On 28 November 2022, The Big Lemon started operating services 11, 12 and 20 in Bath following these routes' withdrawal by First West of England in October. Their routes in Bath are operated using 3 hired-in Wright StreetLites and an electric Higer Steed transferred from the company's operations in Brighton.

In July 2024, following Transpora Group's cessation of operations in the area, The Big Lemon stepped in to operate some of their former services.
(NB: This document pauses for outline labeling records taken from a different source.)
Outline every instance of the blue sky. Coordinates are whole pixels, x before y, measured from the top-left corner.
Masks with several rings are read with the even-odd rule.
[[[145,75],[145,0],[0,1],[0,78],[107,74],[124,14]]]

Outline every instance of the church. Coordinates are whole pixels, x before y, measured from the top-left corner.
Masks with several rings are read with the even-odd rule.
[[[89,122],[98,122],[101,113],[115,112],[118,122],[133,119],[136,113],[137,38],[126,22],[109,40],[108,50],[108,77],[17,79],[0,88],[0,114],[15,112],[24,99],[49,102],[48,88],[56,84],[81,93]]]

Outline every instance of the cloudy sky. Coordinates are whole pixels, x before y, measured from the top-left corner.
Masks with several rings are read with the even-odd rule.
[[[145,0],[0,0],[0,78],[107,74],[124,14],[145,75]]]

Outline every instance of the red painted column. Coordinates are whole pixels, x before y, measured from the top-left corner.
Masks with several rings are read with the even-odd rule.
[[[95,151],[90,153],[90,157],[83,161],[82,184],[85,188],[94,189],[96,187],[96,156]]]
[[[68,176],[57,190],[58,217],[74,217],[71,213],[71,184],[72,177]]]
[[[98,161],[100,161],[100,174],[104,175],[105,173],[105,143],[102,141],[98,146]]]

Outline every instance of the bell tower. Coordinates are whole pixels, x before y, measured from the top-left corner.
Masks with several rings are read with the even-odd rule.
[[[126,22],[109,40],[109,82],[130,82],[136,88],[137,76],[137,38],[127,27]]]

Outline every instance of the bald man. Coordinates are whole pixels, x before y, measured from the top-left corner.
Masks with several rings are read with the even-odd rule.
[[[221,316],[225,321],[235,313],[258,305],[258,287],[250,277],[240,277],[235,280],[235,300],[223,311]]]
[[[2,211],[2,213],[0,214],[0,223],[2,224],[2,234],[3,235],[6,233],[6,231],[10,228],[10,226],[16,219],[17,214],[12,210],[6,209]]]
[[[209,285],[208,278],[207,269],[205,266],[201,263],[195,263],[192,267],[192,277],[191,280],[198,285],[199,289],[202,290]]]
===Loss of Brighton contracts===
In February 2025, Brighton and Hove City Council awarded Compass Travel the contract to operate routes 16, 16A, 47, 47A, 52, 52A and 57 from 31 March. As Compass Travel would use diesel buses, as opposed to The Big Lemon's electric ones, The Big Lemon questioned whether the decision was compatible with the council's net-zero emissions ambitions.

=== Loss of Bristol contracts ===
In April 2026, The Big Lemon lost the routes: 2V, 40, X91, 99, P1 and Y8 to Eurocoaches. This loss was somewhat mitigated by a 3 year contract being awarded to them later that year for a new route, the 100, which would replace the now withdrawn 2V and 99 services

==Services==
As of April 2026, The Big Lemon operate 12 services (8 services in Brighton and the surrounding area:
149, 150, 266, 267, 268, 269, 342, 382; and, 4 services in Bristol and surrounding areas:
X10, 20, 515, K1). Additionally, they operate shuttle buses for Brighton Metropolitan College and Legal & General
Coaches ran on biodiesel that was refined from waste cooking oil until 2017. Buses run on diesel and batteries charged via mix of solar power and the main grid.

==Fleet==
As of April 2020, The Big Lemon has a fleet of 19 vehicles, including 3 minibuses and 16 regular buses. The minibuses don't operate regular bus routes, rather operating on the Legal & General and Brighton Metropolitan College shuttles.